Besides, the efforts made in mosquito control programs have proved to be not totally efficacious; and currently, there are no antiviral drugs available for the prevention and treatment of neither ZIKV nor DENV infections. For DENV, existing vaccines have limitations. One key hurdle in vaccine development is the existence of four DENV serotypes, which hinders the development of fully protective vaccines. While two dengue vaccines have received regulatory approvals, one of them is recommended only for individuals with prior dengue exposure, and the other has shown reduced efficacy against DENV-3, with inconclusive results for DENV-4 [10].

Currently, the only clinical trial assessing a specific antiviral drug against dengue is the one carried out by Janssen. The compound (JNJ642401802) under evaluation inhibits the interaction between the NS3-NS4B viral proteins of all dengue serotypes. JNJ642401802 is the first antiviral drug of its kind to demonstrate safety and good tolerance in phase 1 clinical study [11].

Viral entry stands as a critical target process for antiviral interventions, potentially achievable by small molecule inhibitors, as underscored by Zhou and Simmons [12]. The E protein plays a pivotal role in the entry process, engaging in interactions with host cell receptors and undergoing low pH-induced conformational changes during viral host membrane fusion. In the mature Flavivirus particle, the ectodomain of the E protein adopts a dimeric form with three domains [Domain I (DI), Domain II (DII), and Domain III (DIII)], playing diverse roles in the viral entry into host cells.
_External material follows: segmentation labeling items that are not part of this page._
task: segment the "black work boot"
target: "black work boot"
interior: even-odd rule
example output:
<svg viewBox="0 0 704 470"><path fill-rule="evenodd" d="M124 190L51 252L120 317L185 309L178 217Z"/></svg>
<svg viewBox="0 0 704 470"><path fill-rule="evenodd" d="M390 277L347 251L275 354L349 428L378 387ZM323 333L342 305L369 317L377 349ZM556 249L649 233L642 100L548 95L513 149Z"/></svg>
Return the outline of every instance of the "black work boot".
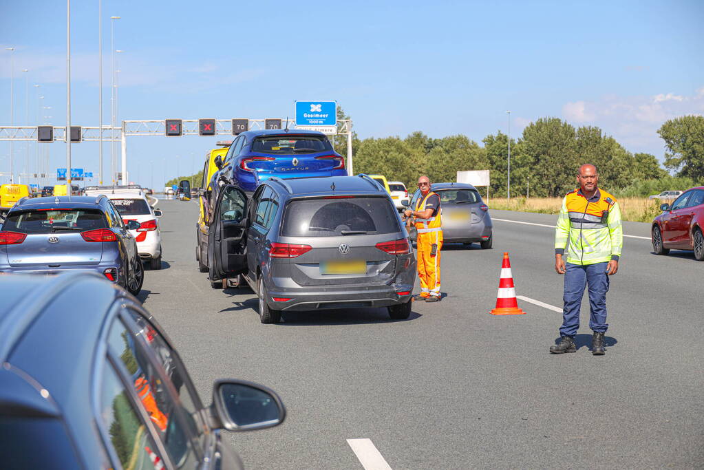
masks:
<svg viewBox="0 0 704 470"><path fill-rule="evenodd" d="M577 346L574 345L574 340L570 336L560 336L560 343L551 346L550 352L553 354L577 352Z"/></svg>
<svg viewBox="0 0 704 470"><path fill-rule="evenodd" d="M604 334L594 331L591 337L591 353L595 356L604 355Z"/></svg>

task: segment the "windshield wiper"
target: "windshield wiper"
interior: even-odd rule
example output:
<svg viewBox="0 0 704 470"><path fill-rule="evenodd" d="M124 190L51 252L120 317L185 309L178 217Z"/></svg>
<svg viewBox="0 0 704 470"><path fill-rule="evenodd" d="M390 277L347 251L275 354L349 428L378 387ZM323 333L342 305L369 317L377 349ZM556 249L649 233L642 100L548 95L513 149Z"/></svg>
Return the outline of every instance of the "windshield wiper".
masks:
<svg viewBox="0 0 704 470"><path fill-rule="evenodd" d="M57 230L70 230L73 231L83 231L83 229L80 227L52 227L51 233L56 231Z"/></svg>
<svg viewBox="0 0 704 470"><path fill-rule="evenodd" d="M376 230L341 230L340 233L343 235L364 235L366 234L377 234Z"/></svg>

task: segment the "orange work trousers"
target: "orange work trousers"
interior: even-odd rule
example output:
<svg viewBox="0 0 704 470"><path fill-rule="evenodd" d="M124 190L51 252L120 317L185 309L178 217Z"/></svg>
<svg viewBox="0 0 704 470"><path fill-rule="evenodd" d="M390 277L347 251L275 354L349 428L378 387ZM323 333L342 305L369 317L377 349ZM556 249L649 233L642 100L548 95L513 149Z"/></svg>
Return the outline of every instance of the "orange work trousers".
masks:
<svg viewBox="0 0 704 470"><path fill-rule="evenodd" d="M433 244L437 244L435 255L431 255ZM420 278L420 296L440 297L440 249L442 248L442 231L418 234L416 241L418 277Z"/></svg>

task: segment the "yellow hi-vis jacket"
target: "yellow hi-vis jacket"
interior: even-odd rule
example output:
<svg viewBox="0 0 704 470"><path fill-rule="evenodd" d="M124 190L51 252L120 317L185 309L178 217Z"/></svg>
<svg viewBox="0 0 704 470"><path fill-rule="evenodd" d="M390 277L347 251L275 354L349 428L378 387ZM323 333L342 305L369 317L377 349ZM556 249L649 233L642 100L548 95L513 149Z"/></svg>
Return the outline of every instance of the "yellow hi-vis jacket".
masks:
<svg viewBox="0 0 704 470"><path fill-rule="evenodd" d="M621 210L616 198L597 189L589 201L579 189L562 199L555 229L555 253L567 250L567 262L593 265L618 260L623 246Z"/></svg>

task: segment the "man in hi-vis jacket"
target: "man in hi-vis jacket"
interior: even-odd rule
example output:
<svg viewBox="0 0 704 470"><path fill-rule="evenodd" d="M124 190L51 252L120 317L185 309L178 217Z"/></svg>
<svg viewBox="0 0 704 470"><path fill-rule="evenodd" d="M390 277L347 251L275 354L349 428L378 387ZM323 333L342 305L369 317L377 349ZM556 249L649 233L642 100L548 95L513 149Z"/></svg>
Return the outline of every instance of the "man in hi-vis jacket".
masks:
<svg viewBox="0 0 704 470"><path fill-rule="evenodd" d="M565 274L560 341L551 346L553 354L574 352L574 336L579 328L579 307L584 287L589 288L589 328L593 331L591 353L604 354L606 293L609 276L618 271L623 246L621 211L616 198L598 186L593 165L579 167L579 189L567 193L555 230L555 270ZM563 259L567 250L567 262Z"/></svg>

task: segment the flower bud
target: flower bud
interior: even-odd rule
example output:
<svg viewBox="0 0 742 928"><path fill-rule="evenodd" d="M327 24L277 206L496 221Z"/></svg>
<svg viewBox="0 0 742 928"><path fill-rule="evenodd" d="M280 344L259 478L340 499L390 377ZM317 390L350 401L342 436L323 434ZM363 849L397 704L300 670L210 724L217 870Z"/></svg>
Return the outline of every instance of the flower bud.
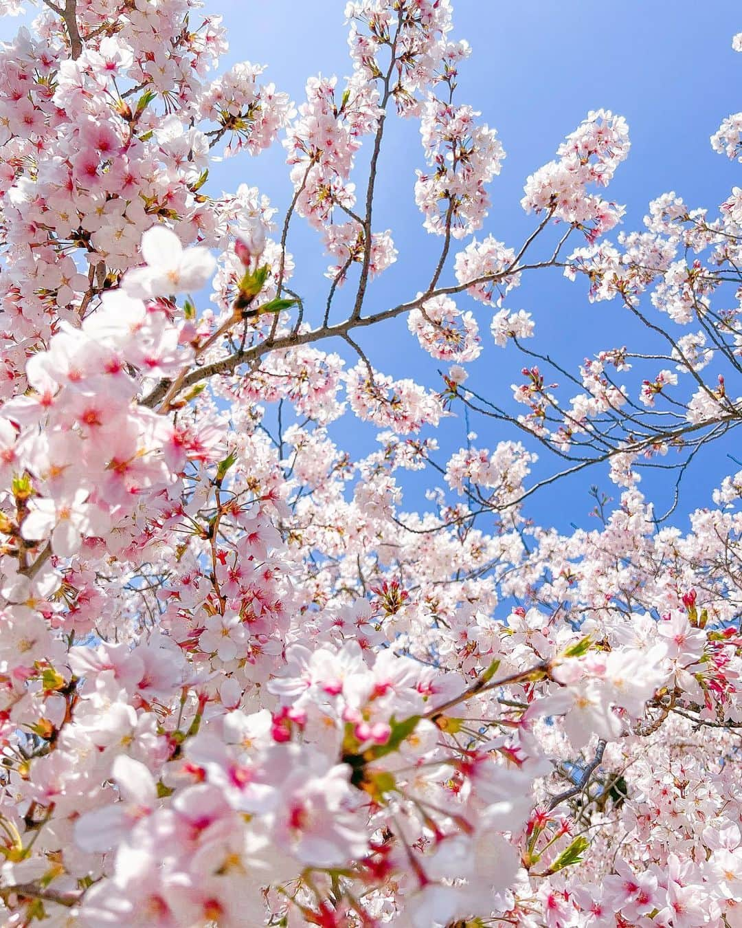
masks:
<svg viewBox="0 0 742 928"><path fill-rule="evenodd" d="M253 258L259 258L265 251L265 230L262 223L255 219L244 229L240 229L235 242L235 253L244 267L249 266Z"/></svg>

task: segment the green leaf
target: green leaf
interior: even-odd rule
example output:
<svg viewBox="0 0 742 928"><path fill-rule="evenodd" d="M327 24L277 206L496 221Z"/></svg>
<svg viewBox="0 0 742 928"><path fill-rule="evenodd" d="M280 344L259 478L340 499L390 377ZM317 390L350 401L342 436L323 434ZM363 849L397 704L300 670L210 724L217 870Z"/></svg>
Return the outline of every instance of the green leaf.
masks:
<svg viewBox="0 0 742 928"><path fill-rule="evenodd" d="M580 837L575 838L574 841L566 847L562 853L556 857L554 863L549 867L547 872L556 873L560 870L564 870L565 867L571 867L573 864L579 864L582 859L583 851L590 846L590 842L587 838Z"/></svg>
<svg viewBox="0 0 742 928"><path fill-rule="evenodd" d="M377 744L370 748L365 753L366 756L370 755L370 760L377 760L379 757L384 757L396 751L404 739L409 738L415 731L421 717L421 715L410 715L409 718L405 718L402 722L396 722L392 716L390 719L391 734L389 736L389 741L386 744Z"/></svg>
<svg viewBox="0 0 742 928"><path fill-rule="evenodd" d="M257 306L256 312L258 314L281 313L283 312L283 310L288 309L295 303L296 300L284 300L284 299L271 300L269 303L265 303L262 306Z"/></svg>
<svg viewBox="0 0 742 928"><path fill-rule="evenodd" d="M191 187L191 192L196 193L197 190L204 186L204 184L209 180L209 168L205 168L201 174L201 176L196 181L196 183Z"/></svg>
<svg viewBox="0 0 742 928"><path fill-rule="evenodd" d="M154 90L147 90L144 94L142 94L136 104L136 111L134 112L135 119L142 115L156 97L157 92Z"/></svg>
<svg viewBox="0 0 742 928"><path fill-rule="evenodd" d="M490 666L481 675L481 679L484 683L489 683L490 680L497 673L497 668L500 666L500 662L495 660L490 664Z"/></svg>
<svg viewBox="0 0 742 928"><path fill-rule="evenodd" d="M231 454L227 455L227 457L224 458L223 461L219 462L219 466L216 469L217 483L221 483L222 481L224 479L224 477L226 477L227 471L231 467L234 466L237 459L237 452L233 451Z"/></svg>
<svg viewBox="0 0 742 928"><path fill-rule="evenodd" d="M565 648L561 652L561 657L582 657L590 651L590 646L593 643L593 639L589 635L585 636L583 638L580 638L579 641L575 641L574 644L570 644L569 647Z"/></svg>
DIII interacts with receptors on the host cell surface, initiating virion internalization through clathrin-mediated endocytosis [13,14]. Within the acidic environment of endosomes, the E protein undergoes distinct rearrangements, exposing the fusion loop in DII, and undergoing the folding back event of DIII during viral-host membrane fusion, leading to the formation of the trimeric form of the E protein. The crystal structure of DENV-2 E protein reveals a hydrophobic pocket occupied by a molecule of the detergent n-octyl-β-D-glucoside (β-OG), at the hinge region between DI and DII [15]. This β-OG pocket is a crucial region where major conformational changes occur during membrane fusion. Various authors have proposed that small molecules interacting with the E protein can block viral entry [[16], [17], [18], [19]]. Strong pharmacological evidence supporting the pocket as a viable target has been presented by Wispelaere et al. [16], who demonstrated that pyrimidine analogs can bind extracellularly to the E protein, preventing infection by blocking E-mediated membrane fusion during viral entry. The resistance mutation M196V, located adjacent to the β-OG pocket, diminishes the affinity of the evaluated compound, restoring viral infectivity [16].
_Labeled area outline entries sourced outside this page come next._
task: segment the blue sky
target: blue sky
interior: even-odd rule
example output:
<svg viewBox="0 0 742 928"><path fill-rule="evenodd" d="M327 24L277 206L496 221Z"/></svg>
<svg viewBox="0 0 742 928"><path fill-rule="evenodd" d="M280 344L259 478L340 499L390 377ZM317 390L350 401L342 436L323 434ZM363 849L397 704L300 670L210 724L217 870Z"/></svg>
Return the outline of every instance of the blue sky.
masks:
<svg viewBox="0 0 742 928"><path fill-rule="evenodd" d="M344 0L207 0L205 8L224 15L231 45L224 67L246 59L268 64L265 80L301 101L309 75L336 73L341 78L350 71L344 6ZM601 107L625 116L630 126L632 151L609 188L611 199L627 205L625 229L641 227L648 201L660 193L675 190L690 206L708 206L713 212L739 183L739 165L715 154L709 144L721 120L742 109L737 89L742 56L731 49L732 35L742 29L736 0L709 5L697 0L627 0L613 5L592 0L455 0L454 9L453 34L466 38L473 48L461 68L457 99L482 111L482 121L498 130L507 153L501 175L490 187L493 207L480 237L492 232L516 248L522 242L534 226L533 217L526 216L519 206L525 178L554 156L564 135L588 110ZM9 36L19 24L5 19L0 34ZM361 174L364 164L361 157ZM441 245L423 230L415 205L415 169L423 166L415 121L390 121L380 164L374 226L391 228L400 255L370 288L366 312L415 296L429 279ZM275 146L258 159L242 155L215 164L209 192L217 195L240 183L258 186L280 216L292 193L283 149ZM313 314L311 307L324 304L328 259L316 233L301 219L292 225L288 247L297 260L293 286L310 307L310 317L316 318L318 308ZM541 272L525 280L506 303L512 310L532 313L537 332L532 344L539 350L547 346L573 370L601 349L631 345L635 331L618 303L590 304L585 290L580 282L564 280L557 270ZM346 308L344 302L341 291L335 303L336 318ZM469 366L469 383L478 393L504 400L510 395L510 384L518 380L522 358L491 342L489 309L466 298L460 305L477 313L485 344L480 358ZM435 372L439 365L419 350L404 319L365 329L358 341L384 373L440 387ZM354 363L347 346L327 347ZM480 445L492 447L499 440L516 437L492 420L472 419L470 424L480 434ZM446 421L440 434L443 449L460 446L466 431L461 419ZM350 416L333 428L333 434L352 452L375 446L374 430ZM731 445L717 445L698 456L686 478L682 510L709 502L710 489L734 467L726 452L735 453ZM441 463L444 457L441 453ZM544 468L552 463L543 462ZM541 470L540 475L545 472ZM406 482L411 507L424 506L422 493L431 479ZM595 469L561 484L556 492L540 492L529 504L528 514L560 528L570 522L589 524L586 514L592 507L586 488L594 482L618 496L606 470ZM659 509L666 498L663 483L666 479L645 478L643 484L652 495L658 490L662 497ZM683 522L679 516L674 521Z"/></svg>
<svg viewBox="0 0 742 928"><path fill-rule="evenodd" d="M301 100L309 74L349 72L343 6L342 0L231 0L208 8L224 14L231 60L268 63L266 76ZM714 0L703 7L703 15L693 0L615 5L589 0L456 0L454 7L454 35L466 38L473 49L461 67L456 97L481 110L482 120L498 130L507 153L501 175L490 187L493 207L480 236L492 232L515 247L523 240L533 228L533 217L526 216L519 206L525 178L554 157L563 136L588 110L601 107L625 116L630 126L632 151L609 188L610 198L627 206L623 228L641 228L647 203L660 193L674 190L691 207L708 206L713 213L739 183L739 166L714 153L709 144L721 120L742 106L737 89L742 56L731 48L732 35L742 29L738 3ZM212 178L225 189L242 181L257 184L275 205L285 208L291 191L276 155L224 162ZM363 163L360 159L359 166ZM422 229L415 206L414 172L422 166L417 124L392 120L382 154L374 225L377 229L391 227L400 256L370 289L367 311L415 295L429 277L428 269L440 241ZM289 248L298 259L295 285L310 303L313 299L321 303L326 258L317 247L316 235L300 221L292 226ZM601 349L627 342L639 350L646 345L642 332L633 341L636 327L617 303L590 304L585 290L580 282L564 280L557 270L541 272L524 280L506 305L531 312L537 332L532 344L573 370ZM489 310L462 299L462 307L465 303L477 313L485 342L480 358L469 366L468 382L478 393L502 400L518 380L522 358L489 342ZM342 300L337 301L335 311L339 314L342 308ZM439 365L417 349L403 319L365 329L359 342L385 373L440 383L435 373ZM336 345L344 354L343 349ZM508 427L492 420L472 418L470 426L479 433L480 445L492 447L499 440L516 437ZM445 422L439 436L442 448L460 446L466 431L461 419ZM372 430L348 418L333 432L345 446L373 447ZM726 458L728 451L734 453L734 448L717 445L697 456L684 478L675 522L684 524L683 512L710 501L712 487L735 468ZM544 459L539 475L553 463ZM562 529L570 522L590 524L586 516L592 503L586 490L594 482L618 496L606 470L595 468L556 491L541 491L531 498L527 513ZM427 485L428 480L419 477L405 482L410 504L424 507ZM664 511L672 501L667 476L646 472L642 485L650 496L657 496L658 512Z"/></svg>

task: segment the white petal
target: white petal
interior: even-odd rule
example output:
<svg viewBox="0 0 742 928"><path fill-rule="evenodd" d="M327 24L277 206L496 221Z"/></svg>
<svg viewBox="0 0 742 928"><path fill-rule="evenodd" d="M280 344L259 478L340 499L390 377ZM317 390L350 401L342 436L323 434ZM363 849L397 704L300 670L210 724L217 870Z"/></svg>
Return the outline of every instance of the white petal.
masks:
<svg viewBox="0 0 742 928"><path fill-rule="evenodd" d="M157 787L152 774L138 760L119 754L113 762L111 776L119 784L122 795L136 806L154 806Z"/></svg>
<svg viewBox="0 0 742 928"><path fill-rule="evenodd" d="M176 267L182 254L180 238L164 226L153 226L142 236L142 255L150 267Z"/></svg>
In previous studies, we identified novel molecules capable of inhibiting DENV entry for all four serotypes. Utilizing de novo design together with lead optimization strategies, we successfully identified two compounds, 3e (1) and 3h (2) (see Fig. 1), both having low EC50 values within the micromolar range [18]. The pre-clinical study of these molecules encountered setbacks due to limited water solubility, and other pharmacokinetic and safety concerns.
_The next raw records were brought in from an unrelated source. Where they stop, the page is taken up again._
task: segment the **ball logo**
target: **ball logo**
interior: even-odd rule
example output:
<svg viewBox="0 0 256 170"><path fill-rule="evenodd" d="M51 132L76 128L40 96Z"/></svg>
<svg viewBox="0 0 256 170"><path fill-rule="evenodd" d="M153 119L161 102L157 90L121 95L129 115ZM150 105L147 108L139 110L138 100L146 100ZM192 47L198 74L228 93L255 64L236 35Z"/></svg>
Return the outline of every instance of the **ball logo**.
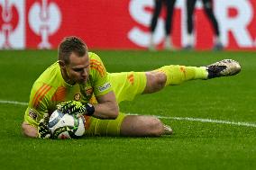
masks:
<svg viewBox="0 0 256 170"><path fill-rule="evenodd" d="M79 101L81 99L81 94L76 94L74 95L74 100L75 101Z"/></svg>
<svg viewBox="0 0 256 170"><path fill-rule="evenodd" d="M0 0L0 48L24 47L23 6L23 0Z"/></svg>
<svg viewBox="0 0 256 170"><path fill-rule="evenodd" d="M29 25L32 31L41 36L39 49L50 49L49 36L54 34L60 26L61 13L59 6L47 0L34 3L29 11Z"/></svg>

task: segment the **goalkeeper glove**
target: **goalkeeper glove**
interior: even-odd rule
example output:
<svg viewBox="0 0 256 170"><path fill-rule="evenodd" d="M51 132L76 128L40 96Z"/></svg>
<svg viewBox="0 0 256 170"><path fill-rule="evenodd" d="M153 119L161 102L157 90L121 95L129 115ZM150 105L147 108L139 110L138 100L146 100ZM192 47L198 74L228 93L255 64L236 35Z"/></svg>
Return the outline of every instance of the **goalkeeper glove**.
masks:
<svg viewBox="0 0 256 170"><path fill-rule="evenodd" d="M41 139L50 139L50 131L48 128L49 123L49 114L45 113L43 118L39 121L38 125L38 138Z"/></svg>
<svg viewBox="0 0 256 170"><path fill-rule="evenodd" d="M95 107L89 103L78 101L68 101L57 104L57 109L63 113L91 116L95 112Z"/></svg>

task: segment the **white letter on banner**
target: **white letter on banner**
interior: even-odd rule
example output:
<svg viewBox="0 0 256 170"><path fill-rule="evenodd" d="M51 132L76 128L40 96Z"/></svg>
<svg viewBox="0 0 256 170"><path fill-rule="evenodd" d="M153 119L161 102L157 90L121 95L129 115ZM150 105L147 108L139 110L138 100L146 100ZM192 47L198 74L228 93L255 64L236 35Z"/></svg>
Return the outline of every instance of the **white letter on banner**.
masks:
<svg viewBox="0 0 256 170"><path fill-rule="evenodd" d="M152 13L145 11L146 6L153 7L153 0L131 0L129 5L129 13L133 20L142 24L143 26L149 27ZM150 41L150 31L144 31L139 27L134 26L128 32L128 39L141 47L148 47ZM158 44L164 38L164 22L161 18L159 18L158 24L154 32L154 43Z"/></svg>
<svg viewBox="0 0 256 170"><path fill-rule="evenodd" d="M25 46L24 0L0 0L0 49Z"/></svg>
<svg viewBox="0 0 256 170"><path fill-rule="evenodd" d="M233 18L228 16L228 9L237 10L237 15ZM219 20L222 41L224 45L228 44L228 31L231 31L240 47L249 48L253 46L251 37L247 30L251 22L252 9L250 1L218 0L215 2L215 13Z"/></svg>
In an effort to identify novel small molecules acting as DENV and/or ZIKV inhibitors, a low-throughput phenotypic antiviral screening using a virus yield reduction assay with DENV-2 (Thailand/16681/1984 strain) and ZIKV (Argentine strain INEVH116141) was performed with the synthesized compounds (5a-i; 10a-b; 14, 16a-i; 18 and 21). These experiments led to the identification of compound 16a as a novel DENV and ZIKV entry inhibitor. Using a relative viral RNA quantification (qPCR) and an immunofluorescence assay as a confirmatory test, we demonstrated that compound 16a had a potent in vitro antiviral activity against DENV-2 and ZIKV (EC50 = 1.4 μM and 2.4 μM, respectively). This study was aimed at designing new molecules with improved selectivity and pharmacokinetic properties to obtain enhanced antiviral efficacy. Solubility, permeability and stability assays proved that compound 16a presents an adequate pharmacokinetic profile.